This weekend a friend and I got all dolled up to see a production of “The Little Prince” by the Northwestern’s Lookingglass Theater Company in collaboration with The Actors Gymnasium. I read the novella several years ago (and by several I mean at least a decade) and had a vague recollection of the whimsical and philosophical nature of the story. I was intrigued to hear the story had been turned into a play and wondered how one could produce the grandiose imaginings of The Little Prince on a stage. My friend was also excited, because The Little Prince is one of her favorite books and she kept repeating over and over, “What is essential is invisible to the eye.”
We arrived, took our seats, and waited in anticipation to view the story of the Aviator who crashes his plane into the desert. As the sunsets a little man appears. Over time the Aviator looses interest in fixing his plane as The Little Prince tells his tales of traveling from his star to other planets and finally landing on earth.
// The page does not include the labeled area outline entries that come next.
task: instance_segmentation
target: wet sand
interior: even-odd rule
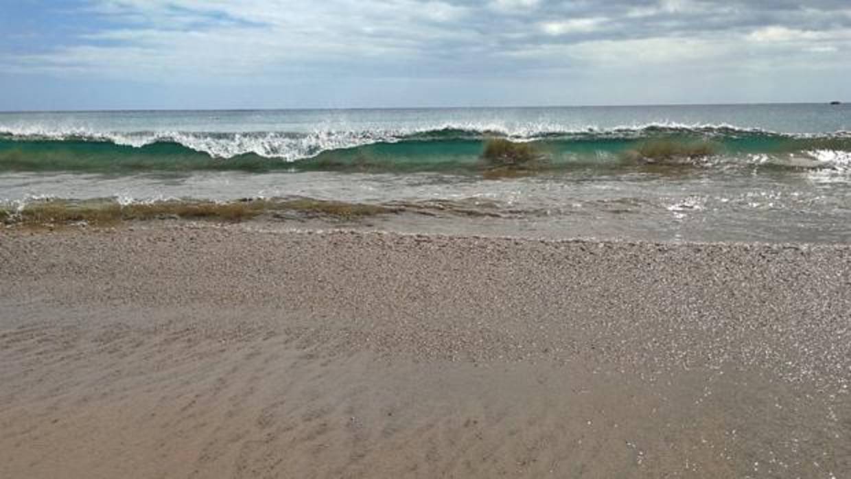
[[[0,232],[0,477],[844,477],[851,248]]]

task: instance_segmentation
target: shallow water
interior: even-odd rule
[[[3,113],[0,201],[310,197],[430,207],[349,225],[403,231],[847,242],[849,129],[827,105]],[[493,137],[542,161],[494,170]]]

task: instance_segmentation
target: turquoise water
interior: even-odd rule
[[[0,113],[0,202],[437,202],[371,227],[847,242],[849,131],[846,105]],[[495,168],[495,138],[534,168]]]

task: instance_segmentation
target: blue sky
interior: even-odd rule
[[[851,3],[3,0],[0,110],[851,100]]]

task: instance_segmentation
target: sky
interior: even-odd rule
[[[851,2],[0,0],[0,110],[851,100]]]

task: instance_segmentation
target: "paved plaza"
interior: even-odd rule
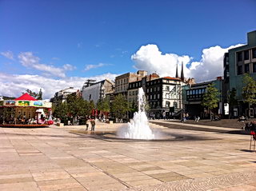
[[[0,128],[0,190],[256,190],[249,135],[162,122],[169,128],[152,126],[171,138],[157,141],[86,134],[84,126]],[[119,125],[98,122],[96,130]]]

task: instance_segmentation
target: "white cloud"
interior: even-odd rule
[[[6,52],[1,52],[0,53],[2,56],[7,58],[8,59],[10,59],[10,60],[14,60],[14,54],[12,51],[6,51]]]
[[[65,65],[63,65],[63,69],[65,70],[75,70],[76,67],[74,66],[72,66],[70,64],[65,64]]]
[[[80,90],[86,79],[95,79],[97,82],[109,78],[114,80],[117,74],[104,74],[102,75],[80,78],[70,77],[54,79],[40,75],[18,75],[0,73],[0,95],[18,97],[26,89],[38,92],[42,89],[43,98],[54,97],[54,93],[67,87]]]
[[[242,45],[222,48],[219,46],[204,49],[200,62],[192,62],[193,58],[188,55],[179,56],[175,54],[163,54],[156,45],[142,46],[131,56],[134,62],[134,67],[149,72],[157,72],[160,76],[174,77],[176,65],[178,65],[180,75],[182,62],[184,63],[186,78],[194,78],[197,82],[215,79],[223,73],[223,55],[229,49]]]
[[[131,59],[135,62],[134,67],[137,70],[145,70],[150,73],[157,72],[160,76],[174,77],[176,73],[176,65],[181,70],[182,62],[184,64],[185,76],[189,70],[185,66],[191,60],[187,55],[178,56],[175,54],[162,54],[156,45],[142,46]],[[180,75],[180,74],[179,74]]]
[[[66,64],[62,67],[54,67],[51,65],[46,65],[40,63],[40,58],[37,56],[34,56],[32,52],[22,52],[18,56],[19,62],[22,66],[33,68],[39,71],[44,72],[44,74],[53,76],[65,78],[66,70],[72,70],[75,69],[74,66]]]
[[[99,68],[99,67],[102,67],[102,66],[110,66],[109,64],[103,64],[103,63],[99,63],[99,64],[97,64],[97,65],[86,65],[86,68],[85,68],[85,71],[88,71],[91,69],[95,69],[95,68]]]

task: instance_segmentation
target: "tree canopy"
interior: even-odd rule
[[[214,86],[214,84],[209,84],[206,94],[203,95],[202,105],[211,111],[211,109],[218,107],[218,102],[219,101],[218,95],[219,93]]]
[[[244,75],[242,82],[244,86],[242,87],[242,97],[244,102],[249,104],[256,103],[256,81],[254,80],[249,74]]]
[[[103,112],[110,112],[110,100],[108,98],[101,99],[97,102],[97,109]]]
[[[67,95],[66,101],[58,103],[54,110],[54,116],[59,118],[86,117],[91,114],[94,108],[93,101],[83,100],[76,94]]]

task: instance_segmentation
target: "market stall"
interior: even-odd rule
[[[5,100],[2,124],[8,126],[10,125],[46,126],[49,123],[52,124],[52,121],[48,120],[50,118],[51,107],[52,103],[37,100],[27,93],[14,100]]]

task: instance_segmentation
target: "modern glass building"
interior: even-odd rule
[[[242,97],[242,78],[245,74],[249,74],[256,80],[256,30],[247,33],[247,44],[229,50],[223,59],[224,66],[224,101],[227,102],[228,93],[236,90],[238,105],[234,106],[231,116],[246,115],[256,117],[256,105],[244,103]]]

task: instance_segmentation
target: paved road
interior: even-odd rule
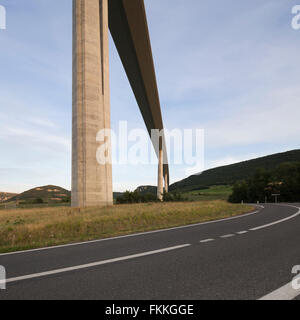
[[[300,265],[299,208],[268,204],[215,223],[0,255],[0,300],[282,297]]]

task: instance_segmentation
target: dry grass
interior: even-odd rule
[[[251,206],[218,200],[88,209],[59,207],[2,210],[0,252],[187,225],[236,216],[251,210]]]

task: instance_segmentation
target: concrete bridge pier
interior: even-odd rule
[[[73,0],[72,207],[113,203],[111,164],[96,159],[110,128],[108,59],[107,0]]]

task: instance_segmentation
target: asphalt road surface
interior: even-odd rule
[[[213,223],[1,254],[0,265],[7,273],[0,300],[298,299],[291,281],[292,268],[300,265],[300,204],[268,204]]]

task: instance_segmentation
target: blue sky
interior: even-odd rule
[[[299,148],[296,0],[145,0],[165,127],[205,129],[205,167]],[[72,1],[0,0],[0,190],[70,189]],[[144,128],[110,39],[112,127]],[[171,182],[192,170],[172,165]],[[115,191],[155,165],[114,165]]]

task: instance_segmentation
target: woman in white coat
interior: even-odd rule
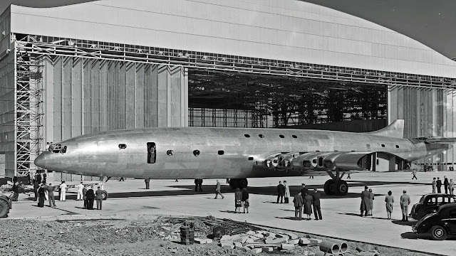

Each planet he visits has a set of unique character or characters on it that The Little Prince interacts with and learns some valuable lessons. The story is fanciful, yet explores issues of the human condition. It is a lovely piece of work.
The play started out a little stilted, as though the actor playing the Aviator had said his lines one too many times. Then he met the Little Prince and magic started to happen. The stage was simple enough, a sloping dune the Aviator used to draw on and a yellow airplane to the side. But then hands started popping out from the dune and a flower dressed as a human emerged from the dune as the Little Prince told his story and I realized that the set only seemed simple. In fact, the stage construction was just as unique as the play. This was born out by ladders that descended from the ceiling, a hoop that came down from above when the Conceited Man did his aerial act, and when The Snake got lifted into the air to float around the Little Prince’s head. Large balls bounded out from the wings as the ensemble created a slightly different set for each planet that the Little Prince visited. Bubbles floated around the stage at one point, and helium balloons that emerged from The Bankers belly floated along the ceiling long after his scene had come and gone. The Ensemble danced, rode unicycles, spent an entire scene walking around on balls, and my favorite, danced on a scaffolding wall as roses. The music and sound effects are all produced by the ensemble lending even more whimsy to an already fanciful production.
In a word it was lovely. The fantasy of the story was adeptly translated to the stage by this production and crew. The playfulness of the Little Prince was echoed in the faces of the ensemble as they hula hooped their way across the stage. The audience felt the magic, clapping at the end of every story the Little Prince told. Laughter and tears were seen and heard, sighs breathed across the face of the crowd when the Rose sang her ballads. After the first five minutes I settled in to watch, enjoy, and be a part of the fantastical nature of the story as it unfolded. I smiled, laughed, and frowned as the play progressed. I enjoyed every last drop.